New York’s law requires that a person seeking a concealed carry permit for a handgun must show a good reason for doing so, known as“proper cause,” which covers law enforcement officers and others who can demonstrate a reason to fear for their own safety.

“We know of no other constitutional right that an individual may exercise only after demonstrating to government officers some special need,” Justice Thomas wrote. “It is not how the Second Amendment works when it comes to public carry for self-defense.”

The majority left open the ability of states to ban guns from certain “sensitive” places such as schools and government buildings, but it cautioned that “there is no historical basis for New York to effectively declare the island of Manhattan a ‘sensitive place.’”

What about, for instance, the subway, the site of a mass shooting in April? The court didn’t say, as Justice Stephen Breyer noted in his dissent.

That leaves an opening for the states to decide which spaces are off limits. Gov. Kathy Hochul of New York plans to call the Legislature back for a special session to address the ruling for just that reason. Lawmakers will consider legislation that could designate New York’s public transit system a sensitive place, along with schools, parks, hospitals and office buildings, and buffer zones around them. The state should also institute extensive training requirements for concealed weapons permits.

Lawmakers in several other states that will likely be affected by the decision said they were working to tweak their laws to meet the court’s new standard for permissible firearms regulation.

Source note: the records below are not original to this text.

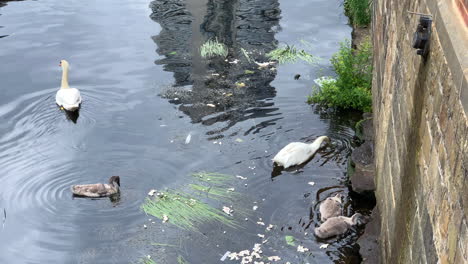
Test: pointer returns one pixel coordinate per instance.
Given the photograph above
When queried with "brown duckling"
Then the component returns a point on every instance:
(337, 225)
(98, 189)
(331, 207)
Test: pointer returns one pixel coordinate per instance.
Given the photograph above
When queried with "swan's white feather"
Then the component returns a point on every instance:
(296, 153)
(68, 98)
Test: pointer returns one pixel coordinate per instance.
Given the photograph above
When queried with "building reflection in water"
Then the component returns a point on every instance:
(202, 83)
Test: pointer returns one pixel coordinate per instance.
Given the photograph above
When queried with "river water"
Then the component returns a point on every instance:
(145, 88)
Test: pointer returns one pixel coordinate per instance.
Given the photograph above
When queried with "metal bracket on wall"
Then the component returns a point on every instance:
(423, 34)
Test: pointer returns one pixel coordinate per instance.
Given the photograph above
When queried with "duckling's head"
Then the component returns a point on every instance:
(115, 179)
(324, 139)
(338, 197)
(357, 218)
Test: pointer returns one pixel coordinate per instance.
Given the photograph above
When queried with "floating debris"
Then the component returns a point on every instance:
(188, 138)
(244, 253)
(324, 245)
(324, 79)
(290, 240)
(223, 258)
(227, 210)
(274, 258)
(302, 249)
(240, 84)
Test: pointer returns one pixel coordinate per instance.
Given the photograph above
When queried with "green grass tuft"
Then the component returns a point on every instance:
(246, 55)
(358, 11)
(352, 87)
(291, 54)
(213, 48)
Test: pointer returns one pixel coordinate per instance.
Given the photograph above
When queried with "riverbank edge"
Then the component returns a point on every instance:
(363, 177)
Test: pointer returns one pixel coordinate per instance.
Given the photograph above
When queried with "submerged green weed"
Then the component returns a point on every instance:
(287, 54)
(246, 55)
(147, 261)
(290, 240)
(212, 177)
(213, 48)
(181, 260)
(183, 210)
(215, 192)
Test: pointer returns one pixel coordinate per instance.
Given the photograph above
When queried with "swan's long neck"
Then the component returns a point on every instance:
(317, 143)
(349, 220)
(65, 77)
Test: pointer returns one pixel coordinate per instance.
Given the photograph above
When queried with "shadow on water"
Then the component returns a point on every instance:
(72, 115)
(205, 89)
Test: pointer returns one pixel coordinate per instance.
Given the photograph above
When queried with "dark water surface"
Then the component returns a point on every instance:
(145, 88)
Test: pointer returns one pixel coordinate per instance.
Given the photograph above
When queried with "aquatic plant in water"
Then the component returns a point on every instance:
(212, 177)
(184, 210)
(352, 87)
(288, 54)
(147, 261)
(213, 48)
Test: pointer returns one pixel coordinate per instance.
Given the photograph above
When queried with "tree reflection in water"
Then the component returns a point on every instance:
(240, 25)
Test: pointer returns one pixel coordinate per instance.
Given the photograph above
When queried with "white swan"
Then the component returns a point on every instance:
(331, 207)
(66, 97)
(337, 225)
(296, 153)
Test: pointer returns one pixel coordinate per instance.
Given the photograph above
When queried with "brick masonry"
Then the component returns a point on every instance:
(421, 142)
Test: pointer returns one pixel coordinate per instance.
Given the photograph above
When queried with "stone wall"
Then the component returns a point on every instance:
(421, 134)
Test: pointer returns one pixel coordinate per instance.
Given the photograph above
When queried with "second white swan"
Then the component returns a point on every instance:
(66, 97)
(296, 153)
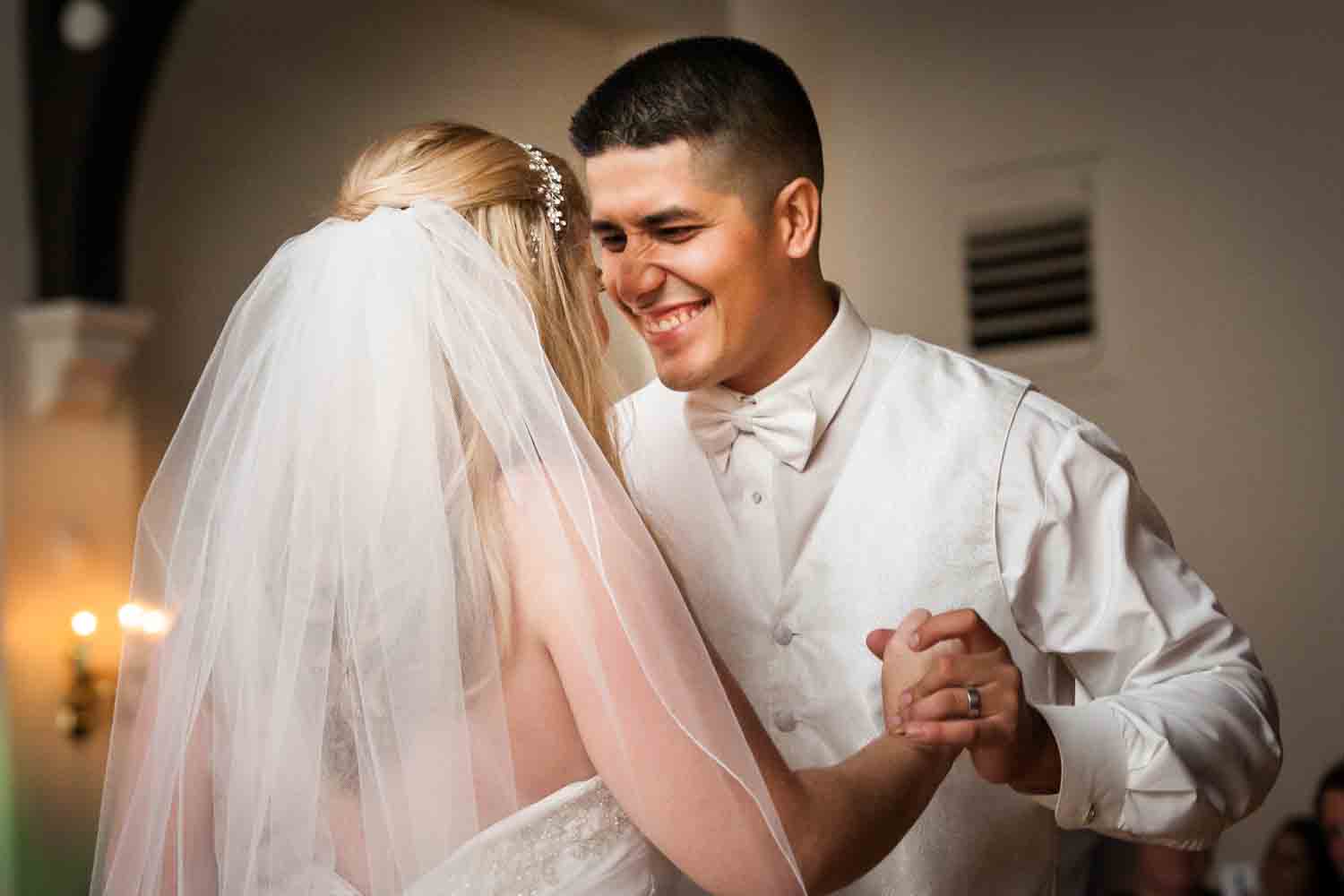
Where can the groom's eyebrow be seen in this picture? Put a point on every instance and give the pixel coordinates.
(661, 218)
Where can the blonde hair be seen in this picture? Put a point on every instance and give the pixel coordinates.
(487, 179)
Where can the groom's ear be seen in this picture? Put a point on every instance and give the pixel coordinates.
(797, 214)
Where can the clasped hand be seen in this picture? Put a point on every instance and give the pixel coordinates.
(949, 680)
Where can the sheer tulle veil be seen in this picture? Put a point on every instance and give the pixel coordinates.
(328, 696)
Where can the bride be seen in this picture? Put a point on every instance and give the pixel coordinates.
(421, 640)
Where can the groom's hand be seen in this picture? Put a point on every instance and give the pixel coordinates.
(1010, 740)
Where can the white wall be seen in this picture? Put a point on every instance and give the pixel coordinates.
(1218, 230)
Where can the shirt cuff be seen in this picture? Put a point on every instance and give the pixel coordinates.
(1093, 766)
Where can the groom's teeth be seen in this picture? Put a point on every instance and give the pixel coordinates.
(674, 319)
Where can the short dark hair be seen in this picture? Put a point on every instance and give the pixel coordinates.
(710, 91)
(1332, 780)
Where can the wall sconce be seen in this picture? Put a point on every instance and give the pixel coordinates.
(78, 712)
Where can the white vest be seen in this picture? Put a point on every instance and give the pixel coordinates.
(910, 522)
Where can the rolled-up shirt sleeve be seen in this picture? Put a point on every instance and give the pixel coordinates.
(1172, 732)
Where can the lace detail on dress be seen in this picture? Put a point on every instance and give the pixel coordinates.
(532, 860)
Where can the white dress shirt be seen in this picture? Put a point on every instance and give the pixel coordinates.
(1155, 662)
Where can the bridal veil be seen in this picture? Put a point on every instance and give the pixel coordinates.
(324, 535)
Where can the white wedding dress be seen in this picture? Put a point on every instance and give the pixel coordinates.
(577, 840)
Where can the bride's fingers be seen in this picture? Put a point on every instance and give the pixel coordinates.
(959, 732)
(949, 704)
(956, 670)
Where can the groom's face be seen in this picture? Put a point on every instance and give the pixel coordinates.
(687, 265)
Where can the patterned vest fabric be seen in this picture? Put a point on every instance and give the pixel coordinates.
(910, 522)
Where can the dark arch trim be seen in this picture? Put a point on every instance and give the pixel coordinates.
(86, 109)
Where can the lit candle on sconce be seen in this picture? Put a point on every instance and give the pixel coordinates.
(83, 625)
(75, 713)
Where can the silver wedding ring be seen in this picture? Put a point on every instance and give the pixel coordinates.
(972, 702)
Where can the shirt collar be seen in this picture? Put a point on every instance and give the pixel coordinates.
(830, 367)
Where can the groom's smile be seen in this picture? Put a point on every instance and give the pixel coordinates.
(687, 265)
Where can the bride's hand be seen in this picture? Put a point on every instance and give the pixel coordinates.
(902, 668)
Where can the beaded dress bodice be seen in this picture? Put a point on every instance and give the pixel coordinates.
(577, 840)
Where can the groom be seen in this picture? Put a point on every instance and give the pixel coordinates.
(814, 478)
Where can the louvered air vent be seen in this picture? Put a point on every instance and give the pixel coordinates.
(1030, 282)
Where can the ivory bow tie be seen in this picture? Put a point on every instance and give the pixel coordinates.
(785, 425)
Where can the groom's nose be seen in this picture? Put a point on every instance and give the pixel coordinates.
(631, 280)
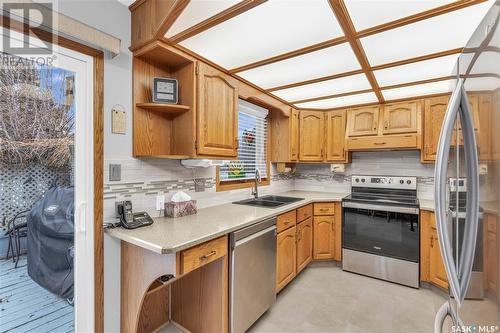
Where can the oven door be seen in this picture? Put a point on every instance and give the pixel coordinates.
(389, 231)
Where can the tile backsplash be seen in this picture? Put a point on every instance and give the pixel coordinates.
(142, 179)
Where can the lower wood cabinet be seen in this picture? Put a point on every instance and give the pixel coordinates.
(490, 253)
(304, 244)
(286, 257)
(431, 263)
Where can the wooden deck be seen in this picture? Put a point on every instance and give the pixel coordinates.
(27, 307)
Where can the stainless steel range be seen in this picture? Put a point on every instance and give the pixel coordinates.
(380, 229)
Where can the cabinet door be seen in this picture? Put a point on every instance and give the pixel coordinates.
(434, 111)
(312, 131)
(286, 257)
(335, 135)
(401, 118)
(484, 135)
(437, 272)
(217, 114)
(304, 244)
(323, 232)
(491, 253)
(294, 136)
(362, 121)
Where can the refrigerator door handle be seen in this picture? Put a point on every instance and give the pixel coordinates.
(472, 201)
(440, 172)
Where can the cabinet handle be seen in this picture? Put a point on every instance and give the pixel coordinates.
(206, 256)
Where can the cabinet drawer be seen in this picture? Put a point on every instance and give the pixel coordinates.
(383, 142)
(324, 208)
(285, 221)
(202, 254)
(304, 213)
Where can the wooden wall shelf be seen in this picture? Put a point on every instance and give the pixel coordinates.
(163, 107)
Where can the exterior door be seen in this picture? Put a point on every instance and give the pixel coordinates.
(286, 257)
(56, 91)
(362, 121)
(323, 231)
(304, 244)
(217, 114)
(312, 131)
(401, 118)
(434, 111)
(335, 135)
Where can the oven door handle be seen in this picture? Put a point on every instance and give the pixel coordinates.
(392, 209)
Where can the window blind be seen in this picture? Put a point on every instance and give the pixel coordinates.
(252, 149)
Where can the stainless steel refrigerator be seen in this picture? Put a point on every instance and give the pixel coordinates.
(467, 185)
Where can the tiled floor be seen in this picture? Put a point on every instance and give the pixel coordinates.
(326, 299)
(27, 307)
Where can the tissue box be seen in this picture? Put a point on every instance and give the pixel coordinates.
(178, 209)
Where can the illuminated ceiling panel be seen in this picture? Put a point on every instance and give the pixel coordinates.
(419, 90)
(368, 13)
(443, 32)
(417, 71)
(340, 101)
(197, 11)
(325, 88)
(270, 29)
(332, 60)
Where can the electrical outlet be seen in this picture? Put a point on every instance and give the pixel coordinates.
(160, 202)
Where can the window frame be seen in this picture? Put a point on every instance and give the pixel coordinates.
(247, 183)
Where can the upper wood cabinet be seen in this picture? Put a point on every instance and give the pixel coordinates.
(217, 127)
(312, 133)
(284, 136)
(335, 135)
(434, 111)
(401, 118)
(363, 121)
(304, 244)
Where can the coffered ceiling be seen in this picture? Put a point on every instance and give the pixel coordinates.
(322, 54)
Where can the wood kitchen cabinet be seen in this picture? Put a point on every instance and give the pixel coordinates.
(401, 118)
(312, 134)
(434, 111)
(285, 136)
(363, 121)
(490, 253)
(217, 128)
(335, 136)
(431, 263)
(304, 244)
(286, 257)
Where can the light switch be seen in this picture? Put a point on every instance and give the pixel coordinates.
(115, 172)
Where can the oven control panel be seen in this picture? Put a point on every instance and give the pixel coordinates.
(409, 183)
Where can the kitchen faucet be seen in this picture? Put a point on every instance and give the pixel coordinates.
(258, 179)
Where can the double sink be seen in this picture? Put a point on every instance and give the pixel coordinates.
(268, 201)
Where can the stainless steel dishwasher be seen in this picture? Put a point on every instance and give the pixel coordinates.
(253, 273)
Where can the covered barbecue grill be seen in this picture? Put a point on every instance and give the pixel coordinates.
(51, 241)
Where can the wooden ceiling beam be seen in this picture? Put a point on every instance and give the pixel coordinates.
(219, 18)
(340, 11)
(291, 54)
(450, 7)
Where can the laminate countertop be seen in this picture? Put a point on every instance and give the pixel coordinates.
(170, 235)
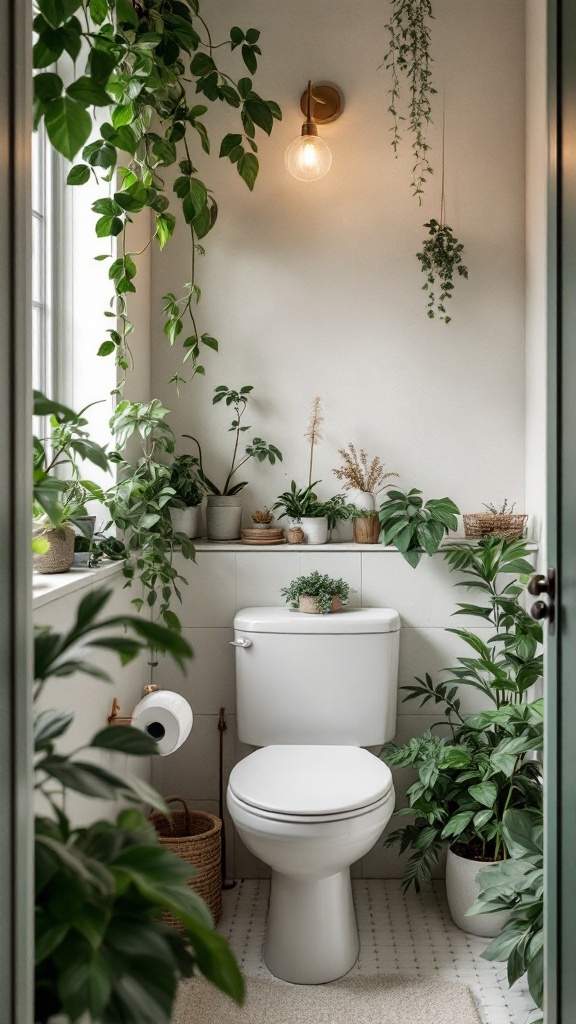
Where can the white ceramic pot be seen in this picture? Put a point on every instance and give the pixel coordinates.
(362, 499)
(316, 528)
(223, 517)
(186, 520)
(462, 891)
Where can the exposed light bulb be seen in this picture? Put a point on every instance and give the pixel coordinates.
(307, 158)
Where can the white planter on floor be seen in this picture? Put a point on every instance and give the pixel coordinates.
(462, 891)
(223, 517)
(316, 528)
(186, 520)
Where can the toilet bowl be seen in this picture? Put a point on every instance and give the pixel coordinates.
(310, 812)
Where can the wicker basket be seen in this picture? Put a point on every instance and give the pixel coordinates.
(478, 524)
(195, 837)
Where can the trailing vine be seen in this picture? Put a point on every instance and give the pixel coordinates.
(140, 60)
(409, 56)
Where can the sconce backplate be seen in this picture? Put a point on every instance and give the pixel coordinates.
(330, 107)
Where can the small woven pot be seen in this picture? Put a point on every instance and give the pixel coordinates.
(310, 604)
(195, 837)
(367, 530)
(479, 524)
(59, 556)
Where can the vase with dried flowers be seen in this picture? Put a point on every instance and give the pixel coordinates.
(361, 477)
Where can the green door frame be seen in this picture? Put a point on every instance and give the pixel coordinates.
(560, 1000)
(16, 960)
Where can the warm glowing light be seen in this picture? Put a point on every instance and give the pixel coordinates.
(307, 158)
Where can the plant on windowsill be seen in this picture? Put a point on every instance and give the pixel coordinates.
(146, 67)
(223, 514)
(59, 495)
(103, 951)
(317, 594)
(184, 506)
(466, 782)
(138, 506)
(415, 527)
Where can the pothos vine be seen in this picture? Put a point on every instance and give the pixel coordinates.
(141, 60)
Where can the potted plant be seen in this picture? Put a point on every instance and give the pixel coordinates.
(59, 504)
(517, 888)
(415, 527)
(465, 783)
(361, 478)
(184, 506)
(261, 518)
(99, 890)
(317, 594)
(496, 521)
(223, 515)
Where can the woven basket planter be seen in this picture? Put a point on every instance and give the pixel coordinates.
(195, 837)
(479, 524)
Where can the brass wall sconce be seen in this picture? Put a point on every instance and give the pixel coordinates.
(307, 157)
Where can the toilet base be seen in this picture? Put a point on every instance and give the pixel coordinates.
(312, 934)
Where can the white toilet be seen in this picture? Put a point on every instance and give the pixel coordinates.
(312, 691)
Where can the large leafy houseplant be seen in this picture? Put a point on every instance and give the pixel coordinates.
(103, 950)
(149, 68)
(138, 506)
(415, 527)
(467, 782)
(258, 450)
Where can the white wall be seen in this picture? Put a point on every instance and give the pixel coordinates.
(536, 186)
(314, 288)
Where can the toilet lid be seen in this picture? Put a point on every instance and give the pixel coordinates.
(311, 780)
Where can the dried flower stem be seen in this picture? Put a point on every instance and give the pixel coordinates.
(313, 433)
(357, 472)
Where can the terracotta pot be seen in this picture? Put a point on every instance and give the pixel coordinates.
(367, 530)
(223, 517)
(310, 604)
(59, 556)
(462, 891)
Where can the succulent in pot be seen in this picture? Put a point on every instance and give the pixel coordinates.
(184, 506)
(223, 515)
(317, 594)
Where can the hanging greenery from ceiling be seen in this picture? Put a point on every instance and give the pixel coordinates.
(150, 67)
(409, 58)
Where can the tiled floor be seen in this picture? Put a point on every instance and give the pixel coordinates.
(412, 935)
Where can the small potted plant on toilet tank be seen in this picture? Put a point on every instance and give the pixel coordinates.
(317, 594)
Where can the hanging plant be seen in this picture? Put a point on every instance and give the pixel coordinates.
(409, 57)
(441, 259)
(139, 62)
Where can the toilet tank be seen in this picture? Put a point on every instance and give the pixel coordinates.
(317, 679)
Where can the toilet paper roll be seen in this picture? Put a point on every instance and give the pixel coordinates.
(166, 717)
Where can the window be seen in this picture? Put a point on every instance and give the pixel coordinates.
(43, 368)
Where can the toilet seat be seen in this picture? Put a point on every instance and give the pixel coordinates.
(293, 782)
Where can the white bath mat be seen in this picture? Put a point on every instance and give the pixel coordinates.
(355, 999)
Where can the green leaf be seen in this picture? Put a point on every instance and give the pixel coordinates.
(248, 169)
(68, 125)
(47, 86)
(78, 175)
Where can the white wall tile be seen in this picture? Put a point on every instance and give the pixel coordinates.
(209, 597)
(208, 682)
(261, 574)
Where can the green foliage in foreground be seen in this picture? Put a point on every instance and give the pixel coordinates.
(101, 947)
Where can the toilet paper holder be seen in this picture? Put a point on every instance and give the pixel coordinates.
(115, 719)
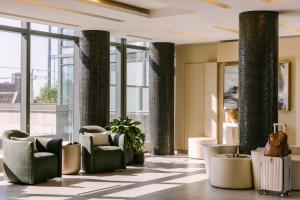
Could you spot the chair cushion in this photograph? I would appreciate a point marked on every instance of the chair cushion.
(29, 138)
(45, 166)
(100, 138)
(107, 158)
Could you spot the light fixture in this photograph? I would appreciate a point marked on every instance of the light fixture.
(217, 3)
(55, 7)
(192, 36)
(272, 1)
(290, 27)
(140, 37)
(117, 5)
(39, 19)
(227, 29)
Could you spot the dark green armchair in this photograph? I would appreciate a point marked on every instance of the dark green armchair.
(101, 158)
(22, 164)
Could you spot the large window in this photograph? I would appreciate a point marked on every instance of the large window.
(10, 81)
(51, 107)
(115, 110)
(47, 102)
(129, 81)
(138, 87)
(37, 84)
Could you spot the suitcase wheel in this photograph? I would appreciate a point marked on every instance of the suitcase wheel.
(282, 195)
(262, 192)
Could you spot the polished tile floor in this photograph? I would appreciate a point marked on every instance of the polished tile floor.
(172, 177)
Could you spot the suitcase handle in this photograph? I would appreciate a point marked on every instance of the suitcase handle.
(278, 125)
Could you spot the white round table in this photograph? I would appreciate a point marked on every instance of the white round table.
(230, 172)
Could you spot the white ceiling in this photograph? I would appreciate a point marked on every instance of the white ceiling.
(178, 21)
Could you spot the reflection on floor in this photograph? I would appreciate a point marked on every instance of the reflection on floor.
(170, 177)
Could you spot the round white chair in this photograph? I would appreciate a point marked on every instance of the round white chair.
(231, 173)
(195, 146)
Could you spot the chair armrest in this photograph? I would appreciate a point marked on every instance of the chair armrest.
(18, 160)
(118, 140)
(52, 145)
(86, 142)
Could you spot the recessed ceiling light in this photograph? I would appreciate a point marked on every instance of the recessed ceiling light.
(227, 29)
(63, 9)
(39, 19)
(272, 1)
(188, 35)
(290, 27)
(140, 37)
(217, 3)
(119, 5)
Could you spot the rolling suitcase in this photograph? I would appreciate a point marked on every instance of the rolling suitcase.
(276, 175)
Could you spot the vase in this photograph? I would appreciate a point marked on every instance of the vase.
(139, 157)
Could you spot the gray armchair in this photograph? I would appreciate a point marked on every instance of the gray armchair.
(23, 165)
(101, 158)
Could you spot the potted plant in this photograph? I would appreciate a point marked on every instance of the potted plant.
(135, 139)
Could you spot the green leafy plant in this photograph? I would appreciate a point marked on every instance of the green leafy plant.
(135, 139)
(48, 95)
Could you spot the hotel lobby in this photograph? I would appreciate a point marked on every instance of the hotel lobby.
(160, 99)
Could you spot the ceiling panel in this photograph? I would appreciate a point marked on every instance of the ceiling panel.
(188, 21)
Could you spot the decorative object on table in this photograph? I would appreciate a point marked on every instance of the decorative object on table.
(231, 86)
(135, 139)
(98, 158)
(283, 86)
(26, 166)
(70, 158)
(276, 175)
(277, 145)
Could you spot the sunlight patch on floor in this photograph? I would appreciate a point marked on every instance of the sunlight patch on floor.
(75, 189)
(138, 177)
(143, 190)
(189, 179)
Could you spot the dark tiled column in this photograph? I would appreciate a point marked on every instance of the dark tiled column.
(258, 57)
(161, 93)
(94, 78)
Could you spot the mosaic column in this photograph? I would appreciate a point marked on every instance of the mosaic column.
(161, 94)
(258, 58)
(94, 77)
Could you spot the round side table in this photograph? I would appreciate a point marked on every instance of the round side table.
(70, 158)
(231, 172)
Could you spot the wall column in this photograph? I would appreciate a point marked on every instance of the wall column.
(94, 77)
(161, 94)
(258, 58)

The justices bickered openly in their written opinions in the Bruen ruling, with the three liberals on the court pointing to various grim statistics on mass shootings and suicides, while Justice Samuel Alito asked what any of those deaths had to do with handgun regulations.

Their discord reflects a grim truth about gun violence in the United States: It is several distinct and deadly crises happening simultaneously — suicides by firearms, homicides related to domestic violence, gang killings and spectacular mass shootings.

Cities, states and the federal government have approached these overlapping crises in various ways and with varying degrees of success. Broadly speaking, regulating guns saves lives. More guns and less regulation of them result in more deaths. The new legislation aims to tackle several types of gun violence at the same time.

Called the Bipartisan Safer Communities Act, the law will enhance background checks for potential gun buyers under age 21, which might have helped thwart the mass shooting in Uvalde. It directs millions of dollars to states to put in place so-called red flag laws or other crisis intervention efforts, which will help stop domestic violence-related killings and suicides. It adds “serious dating partners” to the list of domestic abusers prohibited from buying guns, which is now limited to spouses and domestic partners. It also directs millions of dollars to mental health and school safety programs.

The specifics of this bill matter. Of equal importance is the fact that the bipartisan legislation tackles an issue that has stymied Congress for decades. It isn’t quite true, as some supporters of the new bill claim, that there hasn’t been any gun control legislation passed in the past 30 years. Congress passed, and President Trump signed, a minor update to the National Instant Criminal Background Check System in 2018. But no legislation equal to the size of the problem has made it to a president’s desk.

With this new law, however limited, lawmakers are at least responding to the fundamental mandate of every elected government to protect its citizens. Given the political paralysis in Congress on so many other issues, any progress on guns is progress worth making.